It is purposefully provocative to choose to paint trees as a vehicle for scouting through the familiar art-landscape topography in order to slip into a spot located between the hackneyed and the potentially sublime.  Voids or the spaces between trees are as important as the trees.  ‘Empty’ spaces create the image.  Voids are nothing and everything simultaneously.   These blurry ‘spaces between’ are the tale-tell and normally ignored signs of photographic sources now altered to replace their former selves. These paintings highlight the power and role of focus in controlling vision.  Tree branches may appear as mere wisps, nearly as ethereal as air in this process of condensation, dispersion and reinvention.  In the work of 19th century landscape painter George Inness, nature is abstracted so that the shapes between landscape elements are as important as the landscape itself.   Similarly, Piet Mondrian’s early realistic landscapes ultimately morph into pared-down abstract grids filled with both voids and colored shapes that move back and forth in spatial extension, with a suggestion of the infinite cosmos in his late work.

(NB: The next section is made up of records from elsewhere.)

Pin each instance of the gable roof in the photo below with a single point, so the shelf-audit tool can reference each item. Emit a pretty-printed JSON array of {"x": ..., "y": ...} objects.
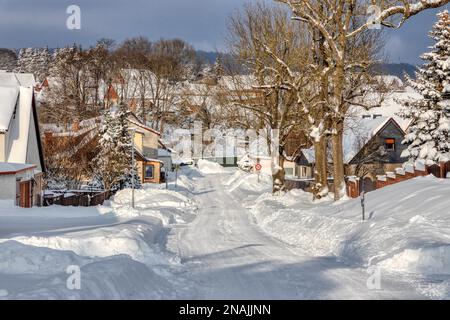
[
  {"x": 8, "y": 101},
  {"x": 367, "y": 130},
  {"x": 357, "y": 133},
  {"x": 133, "y": 119},
  {"x": 11, "y": 79},
  {"x": 18, "y": 115},
  {"x": 7, "y": 168}
]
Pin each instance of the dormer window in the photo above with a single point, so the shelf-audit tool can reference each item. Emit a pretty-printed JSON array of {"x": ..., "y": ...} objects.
[{"x": 389, "y": 144}]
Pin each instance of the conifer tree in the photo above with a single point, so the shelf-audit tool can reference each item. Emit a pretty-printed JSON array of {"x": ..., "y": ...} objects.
[{"x": 428, "y": 137}]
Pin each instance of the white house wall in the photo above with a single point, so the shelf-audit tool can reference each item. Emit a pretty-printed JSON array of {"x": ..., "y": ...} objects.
[
  {"x": 19, "y": 130},
  {"x": 33, "y": 148},
  {"x": 8, "y": 187}
]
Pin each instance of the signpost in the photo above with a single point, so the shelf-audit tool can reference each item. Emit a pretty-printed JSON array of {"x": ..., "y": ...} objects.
[
  {"x": 258, "y": 168},
  {"x": 133, "y": 133},
  {"x": 177, "y": 168}
]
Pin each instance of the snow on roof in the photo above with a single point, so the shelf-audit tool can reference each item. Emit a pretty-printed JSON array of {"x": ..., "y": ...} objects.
[
  {"x": 133, "y": 120},
  {"x": 8, "y": 101},
  {"x": 164, "y": 153},
  {"x": 358, "y": 132},
  {"x": 10, "y": 79},
  {"x": 391, "y": 106},
  {"x": 309, "y": 155},
  {"x": 13, "y": 168}
]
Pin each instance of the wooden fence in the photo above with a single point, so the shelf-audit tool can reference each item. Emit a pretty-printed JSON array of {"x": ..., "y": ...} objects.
[{"x": 78, "y": 199}]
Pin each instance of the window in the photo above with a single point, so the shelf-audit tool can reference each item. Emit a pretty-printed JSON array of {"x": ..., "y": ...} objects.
[
  {"x": 390, "y": 144},
  {"x": 149, "y": 171}
]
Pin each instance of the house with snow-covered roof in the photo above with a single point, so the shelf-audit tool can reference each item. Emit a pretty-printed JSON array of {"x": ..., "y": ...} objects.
[
  {"x": 372, "y": 146},
  {"x": 21, "y": 156}
]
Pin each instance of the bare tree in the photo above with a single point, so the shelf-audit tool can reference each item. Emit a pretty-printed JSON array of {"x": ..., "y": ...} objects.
[
  {"x": 339, "y": 23},
  {"x": 275, "y": 52}
]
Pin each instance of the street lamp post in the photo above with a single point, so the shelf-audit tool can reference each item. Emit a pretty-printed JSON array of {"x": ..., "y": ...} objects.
[{"x": 133, "y": 132}]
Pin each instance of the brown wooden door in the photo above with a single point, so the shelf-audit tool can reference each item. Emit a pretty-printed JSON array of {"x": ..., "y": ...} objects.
[
  {"x": 25, "y": 194},
  {"x": 435, "y": 170}
]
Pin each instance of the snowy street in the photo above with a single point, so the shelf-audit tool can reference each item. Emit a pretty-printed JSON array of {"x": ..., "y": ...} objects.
[
  {"x": 228, "y": 257},
  {"x": 220, "y": 235}
]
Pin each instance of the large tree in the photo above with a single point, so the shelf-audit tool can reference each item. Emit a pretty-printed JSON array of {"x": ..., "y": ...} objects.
[
  {"x": 113, "y": 162},
  {"x": 338, "y": 23},
  {"x": 429, "y": 133},
  {"x": 275, "y": 52}
]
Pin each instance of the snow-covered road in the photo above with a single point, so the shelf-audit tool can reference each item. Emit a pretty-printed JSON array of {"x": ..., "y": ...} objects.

The same sense of boundlessness seems to be trapped inside these tondos paintings, in spite of the enclosing foliage.


As landscape hybrids, the tondos oppose the representational with the abstract, the romantic and with the scientific, the illusion of infinite space with flatness and the rough physicality of paint with machine-like smoothness.  The Space Between Tondos Series examines and manipulates nature through the filter of these contradictions.